Figure 1 below shows the balance sheet of Lippo Malls as at end Dec 2013. Here, it clearly shows that property valuations as represented by Non-Current Assets fell from SGD1,756.5M to SGD1,415.7M while total debt went up from SGD472.5M to SGD622.5M (there was an additional debt of SGD150M during the same period).
|Fig 1: Lippo Malls' Balance Sheet as at 31 Dec 2013|
In contrast, First REIT pegs the rental income from its Indonesian properties to SGD and holds debts in SGD. Hence, when IDR falls against SGD, its rental income, asset value, DPU and NAV maintain their values. In 4Q2013, its quarterly DPU rose from SGD0.0172 to SGD0.0197, a rise of 14.5%. Its NAV rose from SGD0.83 to SGD0.97, a rise of 16.8%.
Why does Lippo Malls choose to hold its debts in SGD? The following 2 figures may shed some lights into its decision. Figures 2 and 3 below show the benchmark interest rates of Indonesia and Singapore respectively.
|Fig 2: Indonesian Benchmark Interest Rate|
|Fig 3: Singapore Benchmark Interest Rate|
From the 2 figures above, the Indonesian benchmark interest rate (prior to talks of tapering by the US Federal Reserves in May 2013) was about 5.75%. This is way above the Singapore benchmark interest rate of about 0.03% over the same period. Hence, by holding SGD denominated debts, Lippo Malls stands to save almost 5.72% in interest rate every year. There is a problem, however, which is IDR is constantly falling against SGD to compensate for the interest rate differential. When the fall is gradual, it usually does not pose any major problems. However, the fall in SGD/IDR forex rates after Aug 2013 was quite significant, as shown in the figure below.
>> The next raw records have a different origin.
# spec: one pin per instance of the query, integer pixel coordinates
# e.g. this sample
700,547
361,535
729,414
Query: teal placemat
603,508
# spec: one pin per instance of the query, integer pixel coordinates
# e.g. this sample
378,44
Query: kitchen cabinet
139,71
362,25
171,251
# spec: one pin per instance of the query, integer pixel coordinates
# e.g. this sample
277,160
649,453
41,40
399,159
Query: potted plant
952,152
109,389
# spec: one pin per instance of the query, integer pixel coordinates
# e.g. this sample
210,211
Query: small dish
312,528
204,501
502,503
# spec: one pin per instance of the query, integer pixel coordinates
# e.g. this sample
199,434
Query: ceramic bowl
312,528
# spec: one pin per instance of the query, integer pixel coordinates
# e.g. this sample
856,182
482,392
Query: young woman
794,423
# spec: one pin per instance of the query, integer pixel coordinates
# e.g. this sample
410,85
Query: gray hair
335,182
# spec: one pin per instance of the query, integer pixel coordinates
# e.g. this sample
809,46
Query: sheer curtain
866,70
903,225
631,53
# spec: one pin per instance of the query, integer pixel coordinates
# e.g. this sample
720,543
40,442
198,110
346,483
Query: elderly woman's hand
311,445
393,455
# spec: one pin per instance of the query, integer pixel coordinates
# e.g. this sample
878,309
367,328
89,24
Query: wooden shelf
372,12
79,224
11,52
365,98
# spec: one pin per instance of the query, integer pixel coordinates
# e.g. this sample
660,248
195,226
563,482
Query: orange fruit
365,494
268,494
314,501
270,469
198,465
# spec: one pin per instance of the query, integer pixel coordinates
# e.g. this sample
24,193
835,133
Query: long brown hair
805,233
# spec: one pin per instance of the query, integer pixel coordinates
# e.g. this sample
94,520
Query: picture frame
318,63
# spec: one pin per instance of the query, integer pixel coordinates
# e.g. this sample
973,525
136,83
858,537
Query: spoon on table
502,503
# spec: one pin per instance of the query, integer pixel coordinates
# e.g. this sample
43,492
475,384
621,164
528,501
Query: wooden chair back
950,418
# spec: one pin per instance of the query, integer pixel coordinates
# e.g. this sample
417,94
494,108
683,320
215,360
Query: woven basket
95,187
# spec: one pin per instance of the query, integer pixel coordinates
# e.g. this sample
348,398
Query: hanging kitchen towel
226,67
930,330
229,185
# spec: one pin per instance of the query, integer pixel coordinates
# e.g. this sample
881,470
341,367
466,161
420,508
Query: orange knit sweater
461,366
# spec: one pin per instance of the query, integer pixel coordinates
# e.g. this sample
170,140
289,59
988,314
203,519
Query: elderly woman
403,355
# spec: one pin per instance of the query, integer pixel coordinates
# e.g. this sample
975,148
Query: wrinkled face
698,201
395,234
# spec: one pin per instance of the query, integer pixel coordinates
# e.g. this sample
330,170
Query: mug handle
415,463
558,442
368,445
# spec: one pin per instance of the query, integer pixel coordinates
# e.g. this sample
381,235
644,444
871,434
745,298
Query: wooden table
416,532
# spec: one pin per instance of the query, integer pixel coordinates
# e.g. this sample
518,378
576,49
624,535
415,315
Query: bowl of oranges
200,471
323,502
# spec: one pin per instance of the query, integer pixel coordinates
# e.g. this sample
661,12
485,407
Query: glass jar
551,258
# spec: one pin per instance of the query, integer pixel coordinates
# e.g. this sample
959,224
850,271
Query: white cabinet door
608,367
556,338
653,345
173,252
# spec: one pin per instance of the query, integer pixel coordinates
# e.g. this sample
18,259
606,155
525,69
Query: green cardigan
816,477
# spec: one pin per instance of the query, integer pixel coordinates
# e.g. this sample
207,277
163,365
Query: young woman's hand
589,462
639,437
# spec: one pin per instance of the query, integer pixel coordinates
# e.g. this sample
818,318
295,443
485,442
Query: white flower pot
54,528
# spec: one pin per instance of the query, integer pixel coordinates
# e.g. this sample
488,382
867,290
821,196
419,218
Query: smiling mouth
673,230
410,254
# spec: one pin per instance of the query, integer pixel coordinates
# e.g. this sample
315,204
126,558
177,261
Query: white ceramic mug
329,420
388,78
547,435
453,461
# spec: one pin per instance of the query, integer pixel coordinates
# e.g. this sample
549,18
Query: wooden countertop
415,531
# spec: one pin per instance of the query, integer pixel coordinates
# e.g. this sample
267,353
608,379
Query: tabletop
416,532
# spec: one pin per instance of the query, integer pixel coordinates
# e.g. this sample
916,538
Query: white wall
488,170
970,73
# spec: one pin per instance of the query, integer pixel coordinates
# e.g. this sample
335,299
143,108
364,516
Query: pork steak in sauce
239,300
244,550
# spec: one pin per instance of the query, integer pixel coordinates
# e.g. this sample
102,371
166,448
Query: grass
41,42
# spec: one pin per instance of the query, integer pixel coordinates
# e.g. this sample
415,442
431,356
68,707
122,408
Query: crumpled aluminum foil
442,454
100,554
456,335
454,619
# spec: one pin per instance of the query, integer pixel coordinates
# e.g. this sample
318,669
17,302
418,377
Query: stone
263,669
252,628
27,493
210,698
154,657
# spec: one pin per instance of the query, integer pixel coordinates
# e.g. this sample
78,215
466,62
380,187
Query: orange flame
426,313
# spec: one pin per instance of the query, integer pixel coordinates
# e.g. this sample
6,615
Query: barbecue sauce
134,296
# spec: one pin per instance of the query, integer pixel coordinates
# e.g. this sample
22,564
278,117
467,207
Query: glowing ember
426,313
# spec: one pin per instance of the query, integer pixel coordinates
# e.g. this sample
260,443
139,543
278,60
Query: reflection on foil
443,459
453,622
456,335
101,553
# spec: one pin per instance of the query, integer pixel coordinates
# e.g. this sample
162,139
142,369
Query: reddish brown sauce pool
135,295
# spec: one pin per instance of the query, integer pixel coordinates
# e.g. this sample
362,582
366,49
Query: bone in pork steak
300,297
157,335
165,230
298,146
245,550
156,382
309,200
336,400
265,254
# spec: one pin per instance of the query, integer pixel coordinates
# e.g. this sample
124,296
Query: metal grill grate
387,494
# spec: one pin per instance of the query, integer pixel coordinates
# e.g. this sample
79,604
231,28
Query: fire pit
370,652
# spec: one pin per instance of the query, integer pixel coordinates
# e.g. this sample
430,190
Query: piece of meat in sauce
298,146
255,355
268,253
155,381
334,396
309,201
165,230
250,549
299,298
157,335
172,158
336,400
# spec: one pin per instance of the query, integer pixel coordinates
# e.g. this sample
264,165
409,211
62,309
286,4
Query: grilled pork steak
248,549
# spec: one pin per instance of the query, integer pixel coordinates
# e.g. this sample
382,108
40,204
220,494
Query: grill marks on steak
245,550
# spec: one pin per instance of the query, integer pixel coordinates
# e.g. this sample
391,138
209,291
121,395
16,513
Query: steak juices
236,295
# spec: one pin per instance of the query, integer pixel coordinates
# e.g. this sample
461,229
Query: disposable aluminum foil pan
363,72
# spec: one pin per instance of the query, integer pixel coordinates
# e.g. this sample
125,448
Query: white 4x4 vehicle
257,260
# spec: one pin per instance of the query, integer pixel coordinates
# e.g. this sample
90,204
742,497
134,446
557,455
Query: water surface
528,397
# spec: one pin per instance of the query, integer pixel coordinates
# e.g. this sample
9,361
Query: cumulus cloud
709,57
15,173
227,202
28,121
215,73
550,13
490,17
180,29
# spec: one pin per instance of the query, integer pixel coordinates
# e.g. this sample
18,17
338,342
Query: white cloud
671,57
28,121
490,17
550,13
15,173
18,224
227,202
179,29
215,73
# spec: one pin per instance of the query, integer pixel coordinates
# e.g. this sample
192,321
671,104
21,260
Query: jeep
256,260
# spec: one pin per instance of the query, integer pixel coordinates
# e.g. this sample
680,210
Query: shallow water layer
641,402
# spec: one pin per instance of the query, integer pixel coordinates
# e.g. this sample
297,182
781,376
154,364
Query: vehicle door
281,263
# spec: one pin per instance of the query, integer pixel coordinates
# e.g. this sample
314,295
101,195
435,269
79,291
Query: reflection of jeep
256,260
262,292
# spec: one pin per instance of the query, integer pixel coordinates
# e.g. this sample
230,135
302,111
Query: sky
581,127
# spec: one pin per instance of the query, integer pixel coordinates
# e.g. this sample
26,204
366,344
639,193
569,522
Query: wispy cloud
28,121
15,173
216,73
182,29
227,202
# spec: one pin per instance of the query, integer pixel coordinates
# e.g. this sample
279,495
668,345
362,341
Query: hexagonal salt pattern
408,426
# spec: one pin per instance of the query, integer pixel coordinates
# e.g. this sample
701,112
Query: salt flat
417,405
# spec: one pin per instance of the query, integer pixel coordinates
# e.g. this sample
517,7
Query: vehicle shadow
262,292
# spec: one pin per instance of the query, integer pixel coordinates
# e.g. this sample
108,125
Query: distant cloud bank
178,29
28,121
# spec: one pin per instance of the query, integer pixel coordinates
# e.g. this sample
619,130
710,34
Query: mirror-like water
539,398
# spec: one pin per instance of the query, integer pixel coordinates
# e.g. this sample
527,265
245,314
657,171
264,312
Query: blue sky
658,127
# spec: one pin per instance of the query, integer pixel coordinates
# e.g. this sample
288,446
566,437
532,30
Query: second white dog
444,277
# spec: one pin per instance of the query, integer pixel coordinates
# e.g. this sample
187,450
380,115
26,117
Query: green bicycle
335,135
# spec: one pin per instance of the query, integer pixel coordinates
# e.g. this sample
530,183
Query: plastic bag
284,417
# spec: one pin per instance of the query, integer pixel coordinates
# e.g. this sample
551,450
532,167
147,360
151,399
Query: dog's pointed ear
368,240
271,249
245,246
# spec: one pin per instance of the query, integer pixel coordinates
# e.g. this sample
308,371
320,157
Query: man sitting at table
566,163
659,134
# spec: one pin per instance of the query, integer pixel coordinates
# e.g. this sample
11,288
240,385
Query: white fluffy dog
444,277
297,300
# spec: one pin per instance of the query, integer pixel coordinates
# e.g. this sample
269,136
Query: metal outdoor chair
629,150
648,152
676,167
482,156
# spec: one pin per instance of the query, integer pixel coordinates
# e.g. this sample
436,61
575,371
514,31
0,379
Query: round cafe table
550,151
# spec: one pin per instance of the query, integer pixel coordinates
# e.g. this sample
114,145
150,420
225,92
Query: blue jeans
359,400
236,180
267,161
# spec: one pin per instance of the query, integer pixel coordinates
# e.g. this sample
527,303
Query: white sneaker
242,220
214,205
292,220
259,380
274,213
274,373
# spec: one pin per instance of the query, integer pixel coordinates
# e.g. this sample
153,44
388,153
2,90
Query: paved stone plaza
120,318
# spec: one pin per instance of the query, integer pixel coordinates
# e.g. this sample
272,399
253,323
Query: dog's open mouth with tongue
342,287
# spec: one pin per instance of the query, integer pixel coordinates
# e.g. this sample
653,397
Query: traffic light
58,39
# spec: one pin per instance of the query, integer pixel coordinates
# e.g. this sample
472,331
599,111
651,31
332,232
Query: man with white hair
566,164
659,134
|Fig 4: SGD/IDR Foreign Exchange Rates|
Beginning in Aug 2013, the SGD/IDR fell from 7,800 to 9,600, a fall of 18.8% in a period of 4 months. SGD denominated debts thus became more expensive by 18.8%. The interest rate savings from holding SGD denominated debts is more than completely wiped out by fall in IDR forex rates.
Overall, does it make sense to hold foreign currency debts? Even before the current forex volatility, the Asian Financial Crisis way back in 1997 shows that it can cause a lot of harm in holding foreign currency debts. Lippo Malls apparently have not learnt the lessons of the Asian Financial Crisis.